Guillaume : ce sera des langoustes pour moi ! Je ne veux pas d’entrée. Et pour ma mère assise là-bas elle prendra des lasagnes 


Lui : c’est noté 


Je tournais la tête en direction de la table qu’il venait de pointer du doigt et s’y trouvais une dame s’un certain âge. Elle lui souriait et lui aussi. 


Moi (toussant) : vous avez dit votre mère ?


Guillaume (souriant) : oui ! Elle vit sous mon toit et la servante est de repos aujourd’hui. Je n’allais tout de même pas la laisser seule ! Quel genre de fils serais-je ?


Je pensais avoir tout vu mais pas celle-là ! Qui envoyait sa mère à un rendez-vous de surcroit avec quelqu’un que vous ne connaissais même pas. 20 points de moins ! Il était en dessous de la moyenne c’était sûr que nous ne nous reverrions plus après ce dîner. 


Moi (changeant de sujet) : que faites-vous dans la vie ?


Guillaume : oh je suis au service informatique d’une société dans le privé 


Moi : ok et où vous voyez vous dans cinq années ? Je veux dire professionnellement 


Guillaume : oh j’aime mon boulot hein ! Je ne vais pas me décarcasser pour aller chercher un autre avec le chômage grandissant là. Je suis bien à l’aise où je suis.

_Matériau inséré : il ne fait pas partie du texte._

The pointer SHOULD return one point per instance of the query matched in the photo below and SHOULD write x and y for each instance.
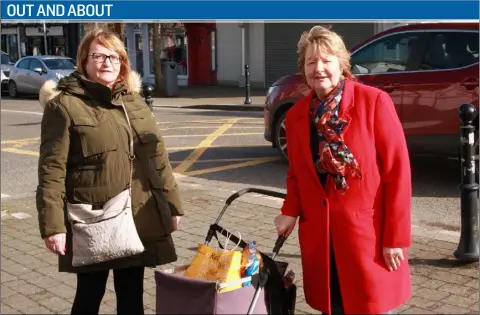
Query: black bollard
(147, 94)
(468, 247)
(248, 99)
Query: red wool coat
(374, 213)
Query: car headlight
(270, 90)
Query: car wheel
(12, 89)
(281, 136)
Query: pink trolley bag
(267, 294)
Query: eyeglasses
(100, 58)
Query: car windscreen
(59, 64)
(7, 60)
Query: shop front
(191, 46)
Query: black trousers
(91, 287)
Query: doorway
(201, 53)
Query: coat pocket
(96, 136)
(163, 209)
(145, 126)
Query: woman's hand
(285, 224)
(392, 257)
(175, 221)
(56, 243)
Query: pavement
(215, 153)
(30, 283)
(214, 98)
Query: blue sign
(13, 10)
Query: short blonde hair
(111, 41)
(325, 41)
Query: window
(7, 60)
(59, 64)
(213, 37)
(24, 63)
(450, 50)
(174, 47)
(388, 54)
(36, 64)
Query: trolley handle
(278, 244)
(242, 192)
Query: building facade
(216, 53)
(19, 40)
(270, 48)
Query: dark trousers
(91, 287)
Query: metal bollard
(248, 99)
(468, 247)
(148, 93)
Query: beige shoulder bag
(108, 233)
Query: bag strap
(131, 153)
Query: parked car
(428, 69)
(29, 73)
(7, 64)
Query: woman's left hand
(175, 221)
(392, 257)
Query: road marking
(231, 166)
(20, 151)
(22, 112)
(21, 215)
(22, 141)
(35, 153)
(210, 127)
(202, 147)
(223, 146)
(223, 135)
(228, 160)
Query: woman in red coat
(349, 184)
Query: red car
(428, 69)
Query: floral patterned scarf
(334, 158)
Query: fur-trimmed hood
(76, 83)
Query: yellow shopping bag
(216, 265)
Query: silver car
(29, 73)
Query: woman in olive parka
(84, 159)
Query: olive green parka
(84, 159)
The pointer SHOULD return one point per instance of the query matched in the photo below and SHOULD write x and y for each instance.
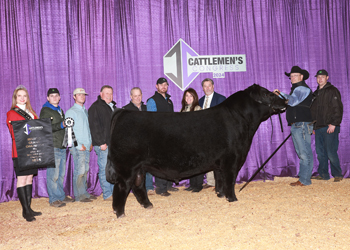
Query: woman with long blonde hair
(190, 103)
(21, 109)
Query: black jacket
(100, 114)
(300, 112)
(57, 131)
(132, 106)
(163, 105)
(326, 107)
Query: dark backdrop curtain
(70, 44)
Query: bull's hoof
(120, 216)
(220, 195)
(138, 180)
(232, 199)
(148, 206)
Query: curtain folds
(69, 44)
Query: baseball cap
(321, 72)
(79, 91)
(162, 80)
(52, 91)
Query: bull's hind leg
(219, 186)
(120, 193)
(139, 190)
(229, 180)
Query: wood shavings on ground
(268, 215)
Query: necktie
(206, 102)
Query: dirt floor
(268, 215)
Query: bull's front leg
(120, 193)
(229, 180)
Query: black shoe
(68, 200)
(196, 190)
(92, 197)
(166, 193)
(26, 213)
(172, 189)
(337, 179)
(207, 186)
(29, 189)
(317, 178)
(85, 200)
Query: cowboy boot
(23, 199)
(29, 199)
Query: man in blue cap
(327, 111)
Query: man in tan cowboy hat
(299, 118)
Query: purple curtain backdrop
(70, 44)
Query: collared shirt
(210, 98)
(299, 94)
(81, 125)
(151, 105)
(139, 108)
(111, 104)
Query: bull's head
(265, 97)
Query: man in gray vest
(160, 102)
(299, 117)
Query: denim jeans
(107, 188)
(301, 134)
(55, 176)
(81, 167)
(149, 182)
(326, 149)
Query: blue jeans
(55, 176)
(326, 149)
(81, 168)
(149, 182)
(301, 134)
(107, 188)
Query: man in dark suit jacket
(136, 102)
(209, 100)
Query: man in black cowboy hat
(327, 110)
(160, 102)
(299, 118)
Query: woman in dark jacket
(22, 110)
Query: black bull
(176, 146)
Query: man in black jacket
(327, 110)
(299, 118)
(100, 114)
(55, 176)
(136, 102)
(160, 102)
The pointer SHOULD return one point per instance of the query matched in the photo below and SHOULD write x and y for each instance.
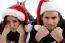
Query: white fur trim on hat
(15, 13)
(37, 27)
(49, 6)
(28, 28)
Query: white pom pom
(37, 27)
(28, 28)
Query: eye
(8, 22)
(54, 17)
(47, 17)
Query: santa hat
(17, 11)
(44, 6)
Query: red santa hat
(19, 12)
(43, 6)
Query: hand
(42, 32)
(20, 29)
(57, 34)
(6, 30)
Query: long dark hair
(41, 22)
(4, 22)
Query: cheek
(44, 21)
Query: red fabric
(21, 9)
(38, 10)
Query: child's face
(51, 19)
(13, 23)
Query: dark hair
(41, 22)
(4, 22)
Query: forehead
(50, 13)
(11, 18)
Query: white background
(31, 6)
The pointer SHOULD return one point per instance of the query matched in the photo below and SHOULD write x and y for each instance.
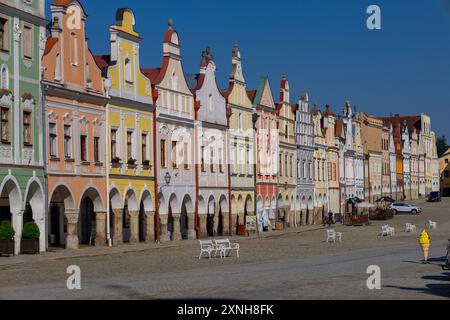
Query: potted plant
(6, 238)
(30, 238)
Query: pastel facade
(434, 165)
(444, 171)
(287, 176)
(304, 130)
(75, 121)
(329, 124)
(242, 143)
(372, 133)
(267, 151)
(22, 185)
(211, 136)
(175, 148)
(320, 169)
(131, 188)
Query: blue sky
(323, 46)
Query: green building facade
(22, 183)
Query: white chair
(387, 231)
(410, 228)
(432, 225)
(224, 246)
(332, 235)
(207, 247)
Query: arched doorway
(86, 223)
(11, 200)
(130, 218)
(147, 226)
(210, 217)
(173, 221)
(92, 219)
(61, 200)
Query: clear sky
(323, 46)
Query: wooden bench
(225, 247)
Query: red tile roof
(251, 94)
(49, 44)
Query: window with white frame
(52, 140)
(5, 131)
(74, 49)
(128, 72)
(27, 41)
(4, 34)
(4, 81)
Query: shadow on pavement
(436, 289)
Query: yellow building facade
(130, 113)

Moi(choquée) : vous ne souhaitez même pas grader ? gravir les échelons ? être, je ne sais chef du service informatique par exemple


Guillaume (riant) : vous êtes bien naïve ma chère ! Depuis quand êtes-vous en Côte d’Ivoire ? Le système est déjà implanté même si je suis qualifié on trouvera quelqu’un d’autre qui est ami au patron. Tu verras quand toi-même tu essaieras d’évoluer. 

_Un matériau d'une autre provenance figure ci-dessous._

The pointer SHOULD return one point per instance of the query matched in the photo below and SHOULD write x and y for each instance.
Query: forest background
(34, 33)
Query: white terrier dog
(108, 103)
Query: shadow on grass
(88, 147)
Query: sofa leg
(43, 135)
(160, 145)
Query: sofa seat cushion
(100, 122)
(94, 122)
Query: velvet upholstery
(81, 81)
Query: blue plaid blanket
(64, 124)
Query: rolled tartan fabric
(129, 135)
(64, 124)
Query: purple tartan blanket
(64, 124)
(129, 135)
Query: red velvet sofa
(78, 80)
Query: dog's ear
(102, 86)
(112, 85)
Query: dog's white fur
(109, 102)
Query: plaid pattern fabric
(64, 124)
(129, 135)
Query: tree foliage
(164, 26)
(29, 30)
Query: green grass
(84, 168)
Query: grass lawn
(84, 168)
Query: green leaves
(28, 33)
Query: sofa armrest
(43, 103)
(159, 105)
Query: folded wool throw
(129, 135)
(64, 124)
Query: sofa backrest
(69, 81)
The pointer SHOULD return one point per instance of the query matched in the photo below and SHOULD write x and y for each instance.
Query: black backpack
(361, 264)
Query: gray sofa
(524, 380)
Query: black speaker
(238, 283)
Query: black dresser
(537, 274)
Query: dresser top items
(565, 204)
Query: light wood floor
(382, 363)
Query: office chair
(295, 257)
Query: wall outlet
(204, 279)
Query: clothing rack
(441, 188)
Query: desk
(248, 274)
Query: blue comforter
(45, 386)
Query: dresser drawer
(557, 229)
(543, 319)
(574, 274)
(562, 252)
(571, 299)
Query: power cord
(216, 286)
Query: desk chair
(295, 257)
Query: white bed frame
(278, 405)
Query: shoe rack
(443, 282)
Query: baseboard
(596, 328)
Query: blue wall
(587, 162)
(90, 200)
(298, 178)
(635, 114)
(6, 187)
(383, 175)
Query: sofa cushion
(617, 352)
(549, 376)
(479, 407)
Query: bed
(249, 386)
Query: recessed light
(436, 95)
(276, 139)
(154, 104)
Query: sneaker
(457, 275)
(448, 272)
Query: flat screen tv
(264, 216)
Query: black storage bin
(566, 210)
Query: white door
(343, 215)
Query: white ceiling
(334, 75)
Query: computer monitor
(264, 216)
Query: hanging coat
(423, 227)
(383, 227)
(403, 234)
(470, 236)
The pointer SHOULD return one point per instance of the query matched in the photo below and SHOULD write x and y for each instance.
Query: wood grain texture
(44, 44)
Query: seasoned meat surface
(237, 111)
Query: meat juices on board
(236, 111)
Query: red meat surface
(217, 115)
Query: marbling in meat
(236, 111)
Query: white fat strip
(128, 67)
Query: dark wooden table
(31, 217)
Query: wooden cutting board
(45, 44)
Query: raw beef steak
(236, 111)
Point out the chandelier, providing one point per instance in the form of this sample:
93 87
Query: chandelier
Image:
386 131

Moi : je crois que Sophie a oublié de signifier que je suis patronne à Grifolds laboratoires 


Il parut gêné tout à coup ! L’ambiance elle était plombée. 


Moi : je pars aux toilettes un moment 


Guillaume : ok 


Je pris mon sac avec moi car je ne comptais plus revenir. J’aperçus de loin notre serveur et lui demandais l’addition pour notre table il parut surpris d’autant plus que nous n’avions point reçu notre commande. Je lui expliquais que j’étais un peu pressée. Je laissais tout de même l’argent avec lui et sortis de ce restaurant. Guillaume se retrouvais avec zéro point et là j’étais beaucoup gentille. Laissez-moi faire le récapitulatif, il était petit de taille, pas galant, fils à maman, et par-dessus tout il manquait cruellement d’ambitions. Je détestais les hommes qui manquaient d’ambitions. C’était un gros non dans ma liste. Quelle était son excuse ? Le système est déjà établi ??? Donc il subissait seulement ? J’aimais des décideurs, ceux qui changeaient la donne.


Ça n’avait rien à avoir avec le fait que j’occupe un haut poste ! Ce n’était pas non plus de l’arrogance mais des principes. Il s’agissait de mes principes à moi et tant que je ne voyais pas tout ça dans un homme et bien je ne me marierai pas. Quitte à finir vielle fille.